Editorial

Os desafios de Doria

Na Assembleia Legislativa, a nova composição a partir de março obrigará o governador a negociar bastante para aprovar cada projeto de lei que apresentar

O novo governador dos paulistas se apresenta como um novo tipo de político. Pragmático, agressivo e workaholic assumido, terá grandes desafios pela frente para cumprir uma agenda de realizações que ele mesmo se impôs. Com um jeito novo de governar — cobra R$ 200 de cada secretário que chega atrasado às reuniões — ele está convencido de que a população quer serviços públicos de qualidade. Já declarou em várias ocasiões que quer levar o padrão de qualidade Poupatempo, sempre elogiado, para todo o serviço público do Estado. Os objetivos do novo governador são bem definidos, quer melhorar a educação que caiu muito nos últimos anos, pretende dar um novo padrão para o atendimento na saúde e melhorar a sensação de segurança dos cidadãos no Estado de São Paulo. Doria promete ainda ampliar as linhas do metrô paulistano; construir hospitais e centros de reabilitação; entregar pelo menos 1,2 mil creches; concluir o trecho norte do Rodoanel; criar batalhões da Rota e Delegacias da Mulher e 800 bases comunitárias da Polícia Militar, entre outras obras. Não disse até agora exatamente de onde virão os recursos para esses projetos, embora pregue um programa agressivo de privatizações. Muitos analistas veem nas suas propostas uma tentativa de pavimentar o caminho para uma candidatura presidencial em 2022.

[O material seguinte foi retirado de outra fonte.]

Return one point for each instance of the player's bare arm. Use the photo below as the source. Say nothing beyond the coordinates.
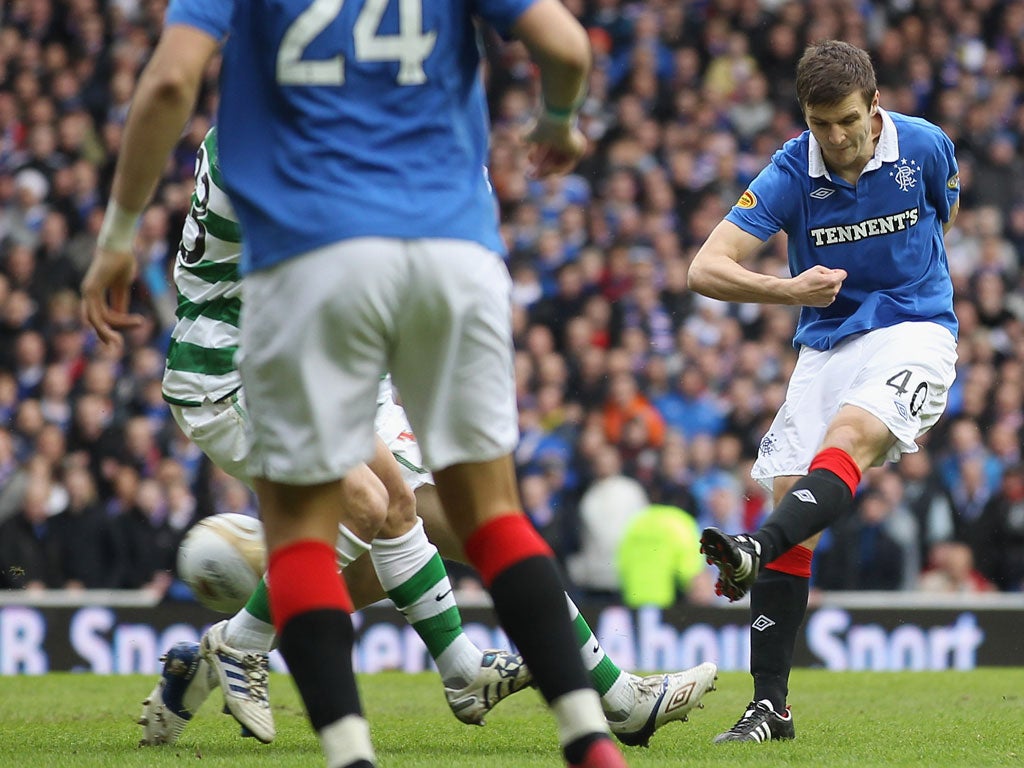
(162, 104)
(559, 44)
(716, 272)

João Doria não terá vida fácil, ao menos nos primeiros meses de governo. A começar pela situação interna de seu partido, o PSDB, onde ele é classificado como uma espécie de dissidente. Tanto que na cerimônia de posse, nenhum de seus antecessores compareceu. Não apareceram os ex-governadores José Serra, Geraldo Alckmin e Alberto Goldman. Luiz Antônio Fleury Filho, do MDB, foi o único ex-governador a prestigiar a cerimônia. O ex-presidente Fernando Henrique Cardoso, representante do PSDB raiz, também não compareceu. Na Assembleia Legislativa, a nova composição a partir de março obrigará o governador a negociar bastante para aprovar cada projeto de lei que apresentar. Seus antecessores tinham a maior bancada da Casa. Alckmin contava com 19 correligionários, o PSDB agora terá 8. O maior partido na nova composição será o PSL de Bolsonaro, que antes não tinha nenhum deputado e agora tem 15. Em segundo lugar está o PT, que elegeu 10 parlamentares.

Doria, por seu lado, montou um secretariado de medalhões. Levou para seu governo sete ex-ministros de Temer e ainda os ex-presidentes da Caixa e da Infraero. Terá como secretário da Fazenda um peso-pesado: Henrique Meirelles, ex-ministro e ex-candidato à Presidência da República. O novo governador costura alianças a partir da composição do secretariado. Estão representados o PSD, com seu maior líder, Gilberto Kassab; DEM, representado pelo vice-governador Rodrigo Garcia; além de PP, PRB e MDB, todos com representantes no primeiro escalão. Doria também não esconde sua intenção de se aproximar cada vez mais do presidente Jair Bolsonaro e de seu partido, iniciativa que começou veladamente durante a campanha eleitoral, em detrimento da candidatura do tucano Geraldo Alckmin.

Para atingir seus objetivos, principalmente nas áreas de educação, saúde e segurança, Doria anunciou um audacioso programa de desestatização, da qual fazem parte parcerias público-privadas, concessões e privatizações. Prometeu também em seu discurso de posse que o Estado de São Paulo não vai gastar recursos públicos em áreas que podem produzir melhores resultados quando geridas pela iniciativa privada.

Doria foi eleito basicamente com os votos do interior do Estado. Ele venceu em 60% das cidades do interior no segundo turno, enquanto Márcio França (PSB) liderou na Capital e nas cidades do litoral. Analistas dizem que Doria tem rejeição entre os eleitores da Capital, pois quebrou a promessa de cumprir integralmente seu mandato de prefeito. Uma boa maneira de retribuir os votos que recebeu no interior será examinar os graves problemas que as diversas regiões do Estado enfrentam, e que não são poucos. Precisamos também que os deputados eleitos por Sorocaba e região, tanto os novos parlamentares como os veteranos, dediquem-se a levar ao novo governador as necessidades e aspirações da população, uma prática um pouco esquecida nos últimos anos. E Doria tem agora a responsabilidade de não frustrar a confiança que recebeu dos eleitores.